Dia menghempaskan lap tangannya ke atas meja, lalu memilih duduk sejenak. Tatapan matanya tertuju ke sekeliling di mana belum ada orang satu pun, karena hari masih terlalu pagi, namun Dara sudah melakukan tugasnya pagi ini.

Yah, hitung-hitung demi 100 juta. Tapi masalahnya harus berapa lama lagi waktu yang dia butuhkan untuk menemukan bukti? Jika hanya dari barang-barang di atas meja, atau berkas-berkas yang ada di dalam file, sama sekali tidak bisa dijadikan bukti. Dia mana tahu apa data-data itu benar, atau tidak. Apalagi rasanya sangat tidak mungkin penjahatnya meletakkan dengan sengaja bukti-bukti kejahatan yang dia lakukan.

"Mbak Dara katanya mau cari sesuatu. Kok malah diam aja. Udah ketemu belum?"

Suara Ina menyadarkan Dara dari lamunannya. Dia menggeleng, lalu meringis menatap Ina. Tangannya kembali mengambil kain lap meja, lalu melangkah menuju partner kerjanya itu.

"Susah juga ya, Mbak."

"Susah kenapa?"

"Susah ngelakuin kerjaan ini?"

"Ah ... susah dimananya?" Ina jelas tidak mengerti apa yang Dara maksudkan. Kepada Ina, Dara memang cerita bila ia ingin mencari-cari bukti kenapa dirinya bisa di PHK dari tempat ini. Namun secara detailnya, seperti Dara dijadikan mata-mata, sampai dibayar 100 juta sebulan, mana mungkin dia ceritakan. Yang ada beritanya bisa menggegerkan dunia dExpress.
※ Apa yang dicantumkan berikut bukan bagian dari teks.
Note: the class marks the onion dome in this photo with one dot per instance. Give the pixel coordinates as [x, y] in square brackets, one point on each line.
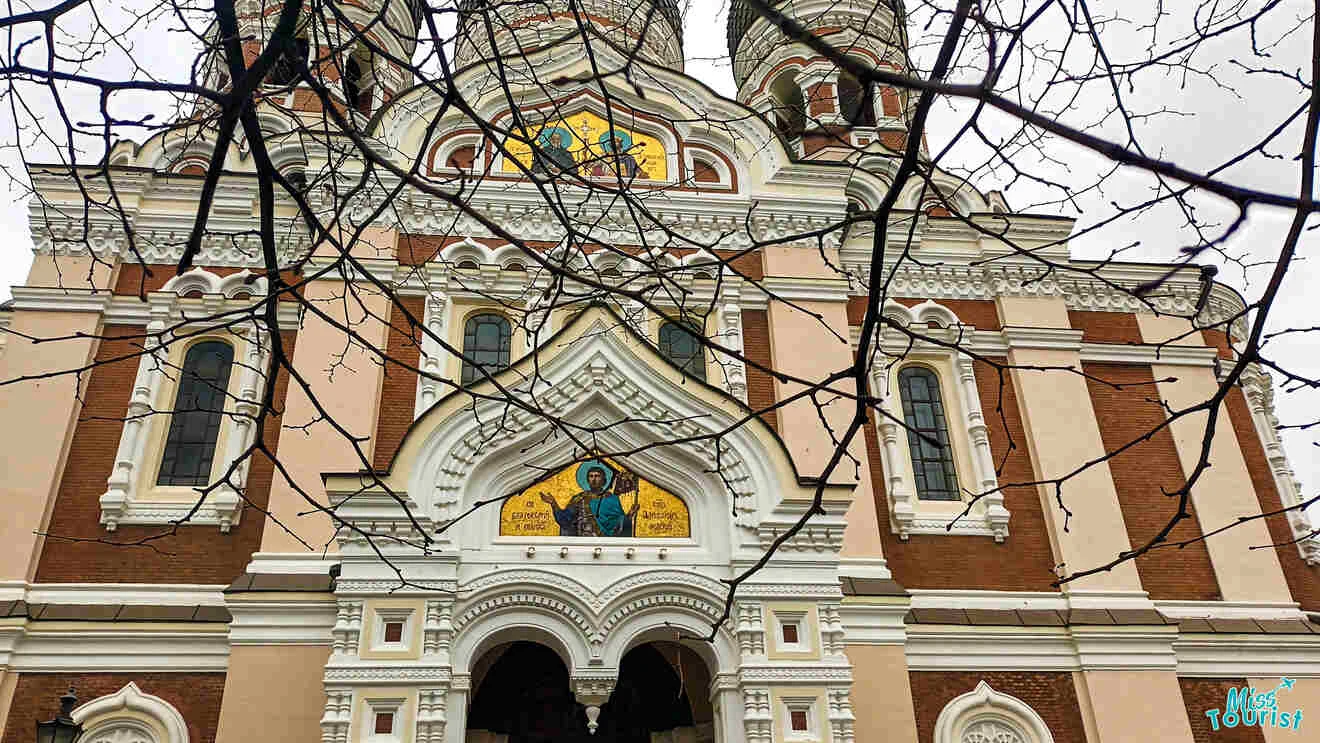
[523, 28]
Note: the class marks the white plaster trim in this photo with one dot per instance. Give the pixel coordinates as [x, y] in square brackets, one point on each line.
[291, 562]
[132, 700]
[157, 379]
[1248, 655]
[130, 310]
[53, 298]
[132, 594]
[805, 289]
[1001, 709]
[968, 432]
[873, 622]
[1229, 610]
[955, 598]
[111, 648]
[1170, 355]
[990, 648]
[945, 647]
[1258, 388]
[283, 622]
[1044, 338]
[863, 568]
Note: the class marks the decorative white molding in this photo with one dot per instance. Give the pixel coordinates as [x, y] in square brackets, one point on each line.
[283, 622]
[1258, 388]
[130, 594]
[1168, 355]
[432, 359]
[985, 715]
[291, 562]
[106, 718]
[908, 514]
[730, 335]
[52, 298]
[867, 622]
[112, 647]
[1228, 655]
[1228, 610]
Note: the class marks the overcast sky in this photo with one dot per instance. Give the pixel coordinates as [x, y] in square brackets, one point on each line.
[1209, 120]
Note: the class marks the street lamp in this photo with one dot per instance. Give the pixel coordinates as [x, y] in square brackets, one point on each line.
[62, 729]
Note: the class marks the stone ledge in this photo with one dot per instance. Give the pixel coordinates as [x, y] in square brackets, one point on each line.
[112, 613]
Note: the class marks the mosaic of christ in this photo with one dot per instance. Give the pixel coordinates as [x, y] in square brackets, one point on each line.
[594, 499]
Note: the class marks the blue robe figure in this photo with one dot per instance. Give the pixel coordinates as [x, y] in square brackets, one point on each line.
[597, 511]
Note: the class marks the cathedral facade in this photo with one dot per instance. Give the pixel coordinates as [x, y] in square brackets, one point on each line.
[485, 580]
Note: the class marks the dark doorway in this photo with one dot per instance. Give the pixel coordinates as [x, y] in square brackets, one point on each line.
[523, 696]
[654, 697]
[523, 692]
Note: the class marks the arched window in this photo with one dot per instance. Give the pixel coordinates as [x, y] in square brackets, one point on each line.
[985, 715]
[790, 106]
[198, 412]
[927, 434]
[287, 67]
[486, 339]
[856, 102]
[131, 715]
[358, 81]
[680, 345]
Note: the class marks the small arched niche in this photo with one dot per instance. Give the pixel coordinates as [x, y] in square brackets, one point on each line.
[790, 110]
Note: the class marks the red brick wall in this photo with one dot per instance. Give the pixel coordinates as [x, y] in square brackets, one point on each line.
[760, 386]
[196, 696]
[75, 549]
[820, 99]
[399, 388]
[1052, 696]
[941, 561]
[1200, 694]
[1105, 327]
[1303, 580]
[1142, 474]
"Mbak Ina lucu banget kalau lagi bingung gini."

"Habisnya mbak Dara bilang kerjaan ini susah. Padahal yah cuma gitu-gitu doang. Paling butuh tenaga lebih aja, biar pekerjaan cepat selesai."

"Yah, itu maksud aku. Selama ini aku kan kerja cuma pakai otak. Dan kerjanya sambil duduk, masih aja ngeluh capek. Sekarang aku melakukan pekerjaan yang benar-benar merasakan kecapekan fisik dan pikiran."

"Semangat mbak Dara. Aku cuma bisa bilang gitu."

"Makasih banyak mbak Ina."

***

Siang ini Dara mencoba untuk makan di kantin. Bila hari-hari sebelumnya dia selalu membawa bekal dari kost, hari ini dia lakukan sesuatu yang berbeda. Berharap bisa mendapatkan sedikit clue ketika mendengar para karyawan bergosip di kantin.

Sambil celingukan ke sana ke sini, Dara melihat rombongan Tari nampak tertawa-tawa di meja pojok kanan kantin ini. Selain itu ada beberapa karyawan lainnya yang ikut Dara perhatikan, karena mereka yang lebih dulu menotice Dara ada di sini lagi dengan posisi berbeda.

"Lo dengar enggak gosip yang lagi melebar."

"Apaan?"

"Katanya dua hari lalu ada pemilik perusahaan datang ke sini. Tapi serius deh, gue enggak lihat kayak apa orangnya. Soalnya para bos sibuk banget."

"Masa sih? Bos gue biasa aja kemarin."

"Bukan kemarin. Tapi dua hari lalu. Dari yang gue dengar sih, mereka semua meeting di lantai 1 katanya. Tapi yah lo tahu sendiri, lantai 1 enggak sembarangan akses."

"Ah ... gitu."

Mendengarkan dengan seksama obrolan dua perempuan di depannya, Dara berpura-pura tidak paham dengan pembicaraan mereka. Padahal hal-hal seperti ini yang Dara butuhkan.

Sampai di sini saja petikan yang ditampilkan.